Als griechischer Grenzsoldat hat Yannis (Andreas Konstantinou) zwei Aufgaben: Nachts verhindert sein Bataillon illegale Flüchtlingsbewegungen an der griechisch-türkischen Grenze, tagsüber räumen sie Minen. Das explosive Metall lagert dort seit dem Zypernkonflikt im Jahr 1974, als sich griechische und türkische Truppen gegenüberstanden. Yannis ist kein gewöhnlicher Soldat, sondern vielmehr eine symbolische Figur: ein lebensmüder Pazifist. Für den Minentrupp hat er sich freiwillig gemeldet: um anderen das Leben zu retten, an dem ihm selbst nichts mehr liegt.
„Riverbanks“ ist ein hochaktueller Beitrag zur Flüchtlingskrise – politisch und psychologisch etwas überladen, könnte man meinen. Doch was Regisseur Panos Karkanevatos in seinem Drama verdichtet, ist traurige Realität. Überall entlang der Außengrenzen Europas nehmen Menschen tödliche Risiken auf sich, auf der Flucht vor Hunger, Krieg und Perspektivlosigkeit. Und hier haben auch in der Vergangenheit einmal Kriege stattgefunden, ob am Evros oder auf der sogenannten Balkanroute über Mazedonien und Serbien. Doch das Wissen darüber ist verschüttet – wie die Minen unter der Erde.
Chryssa (Elena Mavridou) gehört zu einer Schlepperbande, die Flüchtlingskinder in diesem Gebiet als Drogenkuriere benutzt. Viele der Kinder überleben die nächtliche Reise nicht. Wenn Yannis im Bett der Kaserne eine Explosion hört, krampfen sich seine Hände zusammen. Als er Chryssa einmal im Minenfeld begegnet, mit einem kurdischen Jungen an ihrer Seite, lässt er sie laufen. Sicher, er hat sich verliebt. Aber er scheint auch zu ahnen, dass diese innerlich verhärtete Frau Gründe für ihr Handeln hat; nur vom Obstverkauf auf dem Markt kann die alleinerziehende Mutter nicht leben. Und bessere Jobs gibt es im krisengeschüttelten Griechenland gerade kaum. Obendrein ist der Chef der Schleuserbande der Vater ihres Kindes. Um Kinder als Ware zu betrachten, die gelegentlich nicht ankommt, muss ja schon einiges zusammenkommen.
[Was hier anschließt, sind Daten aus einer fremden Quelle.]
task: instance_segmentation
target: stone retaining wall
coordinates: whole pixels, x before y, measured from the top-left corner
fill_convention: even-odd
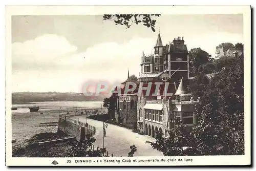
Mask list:
[[[58,132],[62,132],[71,136],[76,137],[77,141],[80,141],[86,139],[86,135],[93,135],[95,134],[94,126],[81,122],[77,120],[68,117],[71,116],[81,115],[74,113],[65,114],[59,116]]]

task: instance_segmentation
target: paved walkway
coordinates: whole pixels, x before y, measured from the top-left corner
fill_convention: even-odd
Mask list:
[[[71,116],[73,119],[78,119],[81,122],[86,122],[86,116]],[[94,137],[96,139],[94,144],[100,147],[102,146],[103,123],[101,121],[87,119],[89,124],[94,126],[96,129]],[[146,135],[139,135],[133,133],[131,130],[108,123],[106,129],[106,137],[104,138],[104,146],[109,152],[109,155],[113,154],[114,156],[128,156],[128,153],[131,152],[130,147],[133,144],[137,147],[137,152],[135,156],[163,156],[162,153],[154,149],[151,146],[145,143],[146,141],[154,142],[154,138]]]

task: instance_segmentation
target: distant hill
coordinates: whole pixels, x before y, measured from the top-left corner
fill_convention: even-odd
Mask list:
[[[58,92],[17,92],[12,93],[12,103],[22,104],[31,102],[55,101],[103,101],[108,94],[87,96],[82,93]]]

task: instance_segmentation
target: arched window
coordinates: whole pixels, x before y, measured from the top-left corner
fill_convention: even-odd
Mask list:
[[[134,101],[133,99],[131,100],[131,109],[133,109],[133,106],[134,105]]]
[[[123,100],[123,109],[126,108],[126,101],[125,100]]]

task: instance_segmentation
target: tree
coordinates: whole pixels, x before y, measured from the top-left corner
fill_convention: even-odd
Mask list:
[[[115,104],[116,99],[116,96],[112,94],[109,98],[106,97],[103,100],[103,106],[108,108],[109,116],[113,116],[115,113]]]
[[[137,152],[137,147],[135,145],[131,145],[130,147],[131,152],[128,153],[128,157],[133,157],[134,153]]]
[[[238,42],[234,45],[234,48],[244,50],[244,44]]]
[[[159,135],[147,143],[165,156],[244,155],[243,58],[228,58],[224,69],[202,80],[204,91],[193,93],[202,94],[202,103],[196,104],[198,123],[191,130],[178,123],[169,138]]]
[[[132,75],[129,77],[129,80],[130,81],[137,81],[138,78],[135,76],[135,75]],[[126,79],[126,81],[128,80],[128,79]]]
[[[191,76],[195,76],[198,72],[199,67],[203,64],[211,62],[214,59],[205,51],[200,48],[194,48],[188,52],[189,68]]]
[[[116,25],[124,26],[126,29],[134,23],[136,25],[143,24],[143,26],[151,28],[153,31],[155,32],[154,27],[156,20],[153,18],[160,16],[160,14],[105,14],[103,16],[103,19],[113,20]]]
[[[90,147],[96,141],[96,139],[88,134],[87,140],[81,142],[76,141],[72,147],[68,151],[68,157],[102,157],[106,152],[105,148],[97,148],[96,150],[90,149]]]

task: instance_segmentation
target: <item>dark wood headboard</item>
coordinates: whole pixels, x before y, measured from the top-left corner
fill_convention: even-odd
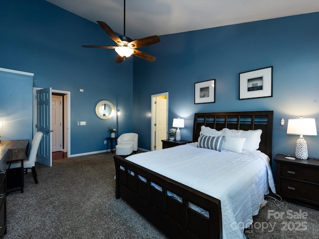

Regisseur Panos Karkanevatos, der auch als Fernsehjournalist arbeitet, entschuldigt nichts davon – im Gegenteil: Er zeigt die ganze Brutalität des Schleppergeschäfts. Doch ohne die größeren ökonomischen Zusammenhänge ist auch dieses nicht zu begreifen. Denn an den Grenzen Europas trifft Leid auf noch größeres Leid.
Der Film, jungen Flüchtlingen gewidmet, ist eigentlich einer über die Krise in Griechenland, die längst eine europäische Dimension umfasst. Yannis, der pazifistische Soldat mit unmöglicher Aufgabe, handelt in europäischem Auftrag. Die Fluchtursachen in Syrien, Irak oder Afghanistan spielen im Film keine Rolle. Der Anblick eines zerfetzten Spielzeugteddys im Minenfeld muss genügen; es gibt schon zu viele Details, in denen sich der Film etwas verliert: Internationale Hintermänner telefonieren in Luxuskarossen, ein Schleuser mit zu hoher Todesquote wird erschossen, selbst der Adoptionshandel mit entkommenen Waisenkindern darf nicht fehlen. Es sind Randphänomene des wirklichen Problems, die Yannis und Chryssa – man weiß das von Anfang an – zusammenschweißen. Gemeinsam wollen sie dem Drama entkommen. Wenn nichts mehr hilft, tut es vielleicht die Liebe.
„Riverbanks“ überzeugt durch starke Schauspielleistungen, ruhige Naturaufnahmen und eine fast thrillerartige Handlung, die die Schönheit der Landschaft immer wieder Lügen straft. Menschen mit Rucksäcken streifen durch Kornfelder, für die Handlung aber scheinen sie so unerheblich wie für das Weltgeschehen. Doch jeder Einzelne zählt: Jede Geschichte ist wichtig, auch wenn man sie nicht erfährt. Der Wechsel von atmosphärischer Dichte und allergrößter Verlorenheit mündet schließlich in einem Finale, das die Zusammenhänge noch einmal vor Augen führt: packend – und natürlich auch symbolisch. Bei solch ernüchternden Tatsachen muss das erlaubt sein.